For the year ended Dec 31, 2006, its net profit was a mere $2.25 million on turnover of $25 million. But that was a return to the black from a loss of $1.5 million in 2005.
Last year, all the profit was made by the trading and equipment rental division, while piling and engineering work was $791,000 in the red. Both divisions contributed almost equally to the top line.
For the current year, PSL is poised to see significant improvement in its bottom line. According to managing director Lee Cheng Peck, piling and engineering operations have $14 million of contracts in hand. These will be completed by September. And he is confident of bagging $10-15 million of new contracts in the next six months.
Meanwhile, with jobs chasing contractors, gross margin is now in the region of 25-35 per cent, up from 10-15 per cent last year. And prior to last year, PSL was working on a gross margin of 5 per cent 'just to keep our machinery and staff going', said Mr Lee. A veteran of more than 20 years in the industry, Mr Lee thinks the current cyclical upturn will last until 2011.
As for crane services, PSL has thirty 50 to 250-tonne cranes - all of them rented out. There is such a shortage of cranes in Singapore that PSL has sold five recently purchased cranes from Japan even before they are delivered here.
In view of the positive industry outlook, PSL is looking to raise funds to expand its business. It intends to trade two of its old piling machines for four new ones and to increase its number of cranes to 80. Each new piling machine costs about $1 million while the price of a cranes averages about $300,000.
'We have gone through the bad times and now that things have turned around, there's no reason why we can't perform,' said Mr Lee.
Indeed, assuming PSL can chalk up net earnings of about $4.5 million this year, it would be trading at just 7.2 times the year's expected earnings. Its historical PE is 14.3 times.
Granted, it is smaller than CSC and Tat Hong, and perhaps not as aggressive in its expansion as them. But the discount appears too big in such a strong cyclical upturn as the one we are witnessing, with $19 billion of contracts expected to be awarded this year, up from $14 billion in 2006. The integrated resorts, numerous en bloc redevelopments and projects on Jurong Island will ensure strong orders for the next 3-5 years.
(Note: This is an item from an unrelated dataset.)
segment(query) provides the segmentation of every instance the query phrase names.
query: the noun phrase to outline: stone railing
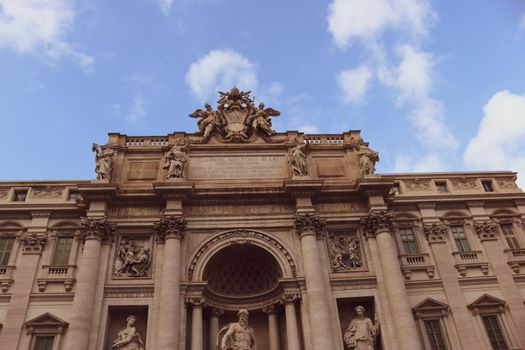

Some smart investors have already noticed PSL - its share price has risen by a whopping 200 per cent in the past two months. Last week, Mr Lee and another substantial shareholder, Lee Tian Lye, placed out 10 million shares or a 6.18 per cent stake to institutional investors at 18 cents each. Since then, the share price has risen to 24 cents.
But based on the valuation measures above, even at this level there appears to be more upside potential.